Question

(b) dy/dx = (x-y + 1)^2

Answer 1

Answer:

The required answer is $x+C=\frac{1}{2}\ln|\frac{2+x-y}{y-x}|$.

Step-by-step explanation:

The given differential equation is

$\frac{dy}{dx}=(x-y+1)^2$

Substitute u=x-y+1 in the above equation.
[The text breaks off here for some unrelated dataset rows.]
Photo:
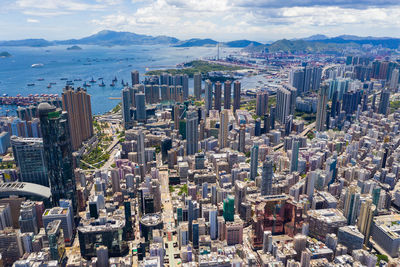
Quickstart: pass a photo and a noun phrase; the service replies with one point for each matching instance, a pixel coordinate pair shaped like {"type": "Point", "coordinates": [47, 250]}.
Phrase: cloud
{"type": "Point", "coordinates": [32, 21]}
{"type": "Point", "coordinates": [357, 4]}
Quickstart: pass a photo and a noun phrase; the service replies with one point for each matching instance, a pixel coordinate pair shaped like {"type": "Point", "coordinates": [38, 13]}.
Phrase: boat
{"type": "Point", "coordinates": [37, 65]}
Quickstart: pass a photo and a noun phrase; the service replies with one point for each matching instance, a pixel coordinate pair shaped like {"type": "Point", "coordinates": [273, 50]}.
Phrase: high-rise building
{"type": "Point", "coordinates": [223, 129]}
{"type": "Point", "coordinates": [64, 215]}
{"type": "Point", "coordinates": [253, 162]}
{"type": "Point", "coordinates": [229, 209]}
{"type": "Point", "coordinates": [266, 177]}
{"type": "Point", "coordinates": [351, 204]}
{"type": "Point", "coordinates": [55, 236]}
{"type": "Point", "coordinates": [242, 138]}
{"type": "Point", "coordinates": [197, 85]}
{"type": "Point", "coordinates": [285, 103]}
{"type": "Point", "coordinates": [57, 152]}
{"type": "Point", "coordinates": [321, 107]}
{"type": "Point", "coordinates": [384, 102]}
{"type": "Point", "coordinates": [262, 103]}
{"type": "Point", "coordinates": [126, 108]}
{"type": "Point", "coordinates": [192, 133]}
{"type": "Point", "coordinates": [135, 77]}
{"type": "Point", "coordinates": [141, 150]}
{"type": "Point", "coordinates": [208, 96]}
{"type": "Point", "coordinates": [365, 219]}
{"type": "Point", "coordinates": [78, 106]}
{"type": "Point", "coordinates": [29, 156]}
{"type": "Point", "coordinates": [394, 80]}
{"type": "Point", "coordinates": [213, 214]}
{"type": "Point", "coordinates": [236, 95]}
{"type": "Point", "coordinates": [294, 163]}
{"type": "Point", "coordinates": [240, 194]}
{"type": "Point", "coordinates": [217, 96]}
{"type": "Point", "coordinates": [227, 94]}
{"type": "Point", "coordinates": [27, 218]}
{"type": "Point", "coordinates": [140, 107]}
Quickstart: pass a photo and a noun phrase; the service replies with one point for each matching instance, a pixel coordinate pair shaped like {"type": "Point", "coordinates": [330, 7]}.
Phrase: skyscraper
{"type": "Point", "coordinates": [364, 221]}
{"type": "Point", "coordinates": [191, 133]}
{"type": "Point", "coordinates": [294, 162]}
{"type": "Point", "coordinates": [208, 96]}
{"type": "Point", "coordinates": [78, 106]}
{"type": "Point", "coordinates": [229, 208]}
{"type": "Point", "coordinates": [197, 85]}
{"type": "Point", "coordinates": [236, 95]}
{"type": "Point", "coordinates": [253, 162]}
{"type": "Point", "coordinates": [262, 103]}
{"type": "Point", "coordinates": [57, 152]}
{"type": "Point", "coordinates": [135, 77]}
{"type": "Point", "coordinates": [126, 108]}
{"type": "Point", "coordinates": [227, 94]}
{"type": "Point", "coordinates": [223, 129]}
{"type": "Point", "coordinates": [266, 178]}
{"type": "Point", "coordinates": [282, 104]}
{"type": "Point", "coordinates": [140, 107]}
{"type": "Point", "coordinates": [384, 102]}
{"type": "Point", "coordinates": [29, 156]}
{"type": "Point", "coordinates": [242, 138]}
{"type": "Point", "coordinates": [394, 80]}
{"type": "Point", "coordinates": [321, 107]}
{"type": "Point", "coordinates": [217, 96]}
{"type": "Point", "coordinates": [141, 148]}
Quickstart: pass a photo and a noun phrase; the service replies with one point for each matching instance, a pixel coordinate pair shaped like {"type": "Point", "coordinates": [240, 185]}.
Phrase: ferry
{"type": "Point", "coordinates": [37, 65]}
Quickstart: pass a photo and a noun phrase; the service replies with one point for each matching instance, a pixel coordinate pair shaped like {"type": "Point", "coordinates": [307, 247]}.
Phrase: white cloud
{"type": "Point", "coordinates": [32, 21]}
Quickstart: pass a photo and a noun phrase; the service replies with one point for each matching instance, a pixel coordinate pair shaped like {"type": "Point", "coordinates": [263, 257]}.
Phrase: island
{"type": "Point", "coordinates": [5, 54]}
{"type": "Point", "coordinates": [196, 66]}
{"type": "Point", "coordinates": [74, 47]}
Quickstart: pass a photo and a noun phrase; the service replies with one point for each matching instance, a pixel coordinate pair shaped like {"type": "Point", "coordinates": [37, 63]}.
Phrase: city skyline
{"type": "Point", "coordinates": [262, 21]}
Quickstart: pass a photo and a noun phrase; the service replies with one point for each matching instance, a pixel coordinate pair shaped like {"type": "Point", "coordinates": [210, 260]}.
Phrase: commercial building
{"type": "Point", "coordinates": [57, 152]}
{"type": "Point", "coordinates": [78, 106]}
{"type": "Point", "coordinates": [29, 156]}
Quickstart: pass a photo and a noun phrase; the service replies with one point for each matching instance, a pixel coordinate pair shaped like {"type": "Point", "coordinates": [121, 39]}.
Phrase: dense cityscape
{"type": "Point", "coordinates": [301, 170]}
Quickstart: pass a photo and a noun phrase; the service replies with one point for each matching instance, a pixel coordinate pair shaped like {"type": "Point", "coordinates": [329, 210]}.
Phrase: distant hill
{"type": "Point", "coordinates": [27, 42]}
{"type": "Point", "coordinates": [314, 43]}
{"type": "Point", "coordinates": [5, 54]}
{"type": "Point", "coordinates": [242, 43]}
{"type": "Point", "coordinates": [196, 42]}
{"type": "Point", "coordinates": [108, 38]}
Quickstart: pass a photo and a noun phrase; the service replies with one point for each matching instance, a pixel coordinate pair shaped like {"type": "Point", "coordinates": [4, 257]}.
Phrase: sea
{"type": "Point", "coordinates": [57, 62]}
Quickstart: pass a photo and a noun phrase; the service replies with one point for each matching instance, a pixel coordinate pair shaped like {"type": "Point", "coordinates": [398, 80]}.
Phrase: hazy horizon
{"type": "Point", "coordinates": [223, 20]}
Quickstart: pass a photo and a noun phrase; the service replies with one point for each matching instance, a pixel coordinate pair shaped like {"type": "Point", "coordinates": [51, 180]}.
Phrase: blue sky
{"type": "Point", "coordinates": [223, 20]}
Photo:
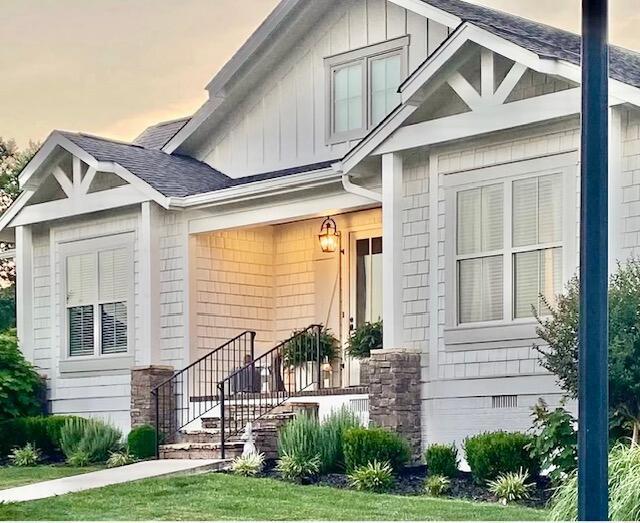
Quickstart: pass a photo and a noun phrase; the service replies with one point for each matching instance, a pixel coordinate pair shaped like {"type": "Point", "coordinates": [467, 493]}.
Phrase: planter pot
{"type": "Point", "coordinates": [364, 371]}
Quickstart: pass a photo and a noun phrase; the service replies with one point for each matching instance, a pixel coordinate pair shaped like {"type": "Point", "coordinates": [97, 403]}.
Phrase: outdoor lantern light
{"type": "Point", "coordinates": [329, 236]}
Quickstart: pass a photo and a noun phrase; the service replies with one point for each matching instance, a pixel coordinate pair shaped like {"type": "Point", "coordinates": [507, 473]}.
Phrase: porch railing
{"type": "Point", "coordinates": [192, 392]}
{"type": "Point", "coordinates": [248, 394]}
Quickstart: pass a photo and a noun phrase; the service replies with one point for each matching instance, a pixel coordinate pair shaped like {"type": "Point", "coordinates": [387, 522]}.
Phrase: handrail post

$\frac{du}{dx}=1-\frac{dy}{dx}$

$\frac{dy}{dx}=1-\frac{du}{dx}$

$1-\frac{du}{dx}=u^2$

$1-u^2=\frac{du}{dx}$

Using variable separable method, we get

$dx=\frac{du}{1-u^2}$

Integrate both the sides.

$\int dx=\int \frac{du}{1-u^2}$

$x+C=\frac{1}{2}\ln|\frac{1+u}{1-u}|$      $[\because \int \frac{dx}{a^2-x^2}=\frac{1}{2a}\n|\frac{a+x}{a-x}|+C]$

Substitute u=x-y+1 in the above equation.

$x+C=\frac{1}{2}\ln|\frac{1+x-y+1}{1-(x-y+1)}|$

$x+C=\frac{1}{2}\ln|\frac{2+x-y}{y-x}|$

Therefore the required answer is $x+C=\frac{1}{2}\ln|\frac{2+x-y}{y-x}|$.